Jeanette Mumford
This document overviews the main point of the lecture and supplies the R code for carrying out an efficiency analysis. If you want a file with only the R code you can get that here.
The first thing we need to know how to do is generate regressors. This first example will walk you through that. It requires the neuRosim library. If you haven't already installed it, run the line that is commented out to install it first. You only need to install a package once, but you need to load it using the "library" command in each new R session.
# install.packages("neuRosim")
library(neuRosim)
## Loading required package: deSolve
## This is neuRosim 0.2-12
## neuRosim is BETA software! Please report any bugs.
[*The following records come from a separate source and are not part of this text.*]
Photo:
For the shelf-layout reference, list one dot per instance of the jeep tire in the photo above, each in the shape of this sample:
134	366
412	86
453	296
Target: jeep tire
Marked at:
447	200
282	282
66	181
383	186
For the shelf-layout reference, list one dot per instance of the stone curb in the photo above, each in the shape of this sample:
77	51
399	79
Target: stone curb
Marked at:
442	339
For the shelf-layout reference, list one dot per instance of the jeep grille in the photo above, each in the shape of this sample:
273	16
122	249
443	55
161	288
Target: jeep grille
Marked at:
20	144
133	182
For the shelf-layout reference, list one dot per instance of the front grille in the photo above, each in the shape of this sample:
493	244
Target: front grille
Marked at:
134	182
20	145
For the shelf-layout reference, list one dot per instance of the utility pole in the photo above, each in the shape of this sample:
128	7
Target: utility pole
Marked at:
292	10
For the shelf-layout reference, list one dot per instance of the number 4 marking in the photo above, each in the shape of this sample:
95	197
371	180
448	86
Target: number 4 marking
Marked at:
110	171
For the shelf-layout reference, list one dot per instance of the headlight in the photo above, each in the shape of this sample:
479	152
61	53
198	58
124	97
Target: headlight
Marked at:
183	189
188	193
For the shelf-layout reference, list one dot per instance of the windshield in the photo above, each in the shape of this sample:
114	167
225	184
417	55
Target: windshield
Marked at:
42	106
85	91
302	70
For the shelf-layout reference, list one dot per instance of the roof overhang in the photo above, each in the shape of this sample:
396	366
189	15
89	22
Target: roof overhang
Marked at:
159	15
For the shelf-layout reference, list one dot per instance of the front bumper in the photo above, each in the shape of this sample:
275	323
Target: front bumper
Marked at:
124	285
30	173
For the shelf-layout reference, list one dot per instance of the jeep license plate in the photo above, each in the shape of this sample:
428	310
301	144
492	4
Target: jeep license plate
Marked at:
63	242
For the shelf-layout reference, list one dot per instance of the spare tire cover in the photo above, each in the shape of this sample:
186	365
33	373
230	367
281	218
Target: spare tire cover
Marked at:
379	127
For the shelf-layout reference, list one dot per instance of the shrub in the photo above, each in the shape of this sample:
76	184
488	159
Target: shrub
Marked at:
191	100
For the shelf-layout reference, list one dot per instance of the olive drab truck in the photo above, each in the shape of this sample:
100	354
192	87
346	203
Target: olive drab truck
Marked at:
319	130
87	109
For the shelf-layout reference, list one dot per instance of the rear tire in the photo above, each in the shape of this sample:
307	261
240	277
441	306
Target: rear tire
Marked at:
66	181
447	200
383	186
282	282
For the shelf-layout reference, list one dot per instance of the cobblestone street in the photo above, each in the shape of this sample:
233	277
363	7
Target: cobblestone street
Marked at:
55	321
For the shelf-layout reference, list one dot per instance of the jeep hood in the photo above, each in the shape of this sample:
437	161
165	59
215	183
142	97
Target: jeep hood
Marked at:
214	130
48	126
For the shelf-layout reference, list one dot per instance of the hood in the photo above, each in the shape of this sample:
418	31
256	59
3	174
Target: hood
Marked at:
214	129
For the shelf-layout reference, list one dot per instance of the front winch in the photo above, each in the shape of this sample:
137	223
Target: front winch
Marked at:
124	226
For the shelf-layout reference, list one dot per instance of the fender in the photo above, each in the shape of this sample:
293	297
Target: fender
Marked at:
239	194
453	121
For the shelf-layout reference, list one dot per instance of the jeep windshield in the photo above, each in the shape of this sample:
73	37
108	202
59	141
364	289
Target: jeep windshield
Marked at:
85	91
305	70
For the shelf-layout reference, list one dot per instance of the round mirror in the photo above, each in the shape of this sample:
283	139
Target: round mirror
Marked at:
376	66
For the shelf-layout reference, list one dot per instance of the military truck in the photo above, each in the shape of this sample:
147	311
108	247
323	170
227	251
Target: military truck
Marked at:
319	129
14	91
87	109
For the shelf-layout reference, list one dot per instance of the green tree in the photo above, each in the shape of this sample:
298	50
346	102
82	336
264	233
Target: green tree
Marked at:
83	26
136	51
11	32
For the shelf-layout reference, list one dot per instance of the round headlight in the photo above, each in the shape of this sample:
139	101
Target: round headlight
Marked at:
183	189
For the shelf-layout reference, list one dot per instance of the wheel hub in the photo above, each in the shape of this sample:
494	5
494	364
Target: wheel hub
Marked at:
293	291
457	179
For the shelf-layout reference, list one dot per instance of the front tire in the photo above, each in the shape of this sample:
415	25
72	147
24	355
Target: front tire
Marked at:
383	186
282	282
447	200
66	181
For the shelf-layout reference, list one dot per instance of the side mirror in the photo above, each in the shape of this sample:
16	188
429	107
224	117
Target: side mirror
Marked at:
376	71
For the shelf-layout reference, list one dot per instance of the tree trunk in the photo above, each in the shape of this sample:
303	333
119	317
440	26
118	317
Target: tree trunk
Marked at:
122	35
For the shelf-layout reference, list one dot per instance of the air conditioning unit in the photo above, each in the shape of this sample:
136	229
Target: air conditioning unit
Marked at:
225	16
# Let's make a single regressor!
# Run length in seconds
run.length = 60
# TR in seconds
tr = 1
# Onset time in seconds
ons.times = c(10, 20 ,30)
# trial duration in seconds
dur = c(1, 1, 1)
# effect size is for simulating data.
# Since we only want a design matrix,
# we're setting it to 1 (i.e. don't scale)
eff.size = 1
reg = specifydesign(ons.times, dur, run.length, tr,
eff.size, conv = "double-gamma")
plot(seq(0, run.length-tr, tr), reg, type = 'l', xlab = "Time (s)",
ylab = "", main = "Example Regressor")
On your own: Generate your own regressors changing the TR, onset times and/or durations. Keep the effect size at 1, though. You won't be changing this for the creation of regressors.
This example shows the efficiency calculation for the example I had in the presentation where there are two stimuli, say faces and houses, such that there are never more than 2 faces or houses in a row, the image is shown for 1s and there is a fixed iti of 2s. The change in efficiency will be driven by the different stimulus orders.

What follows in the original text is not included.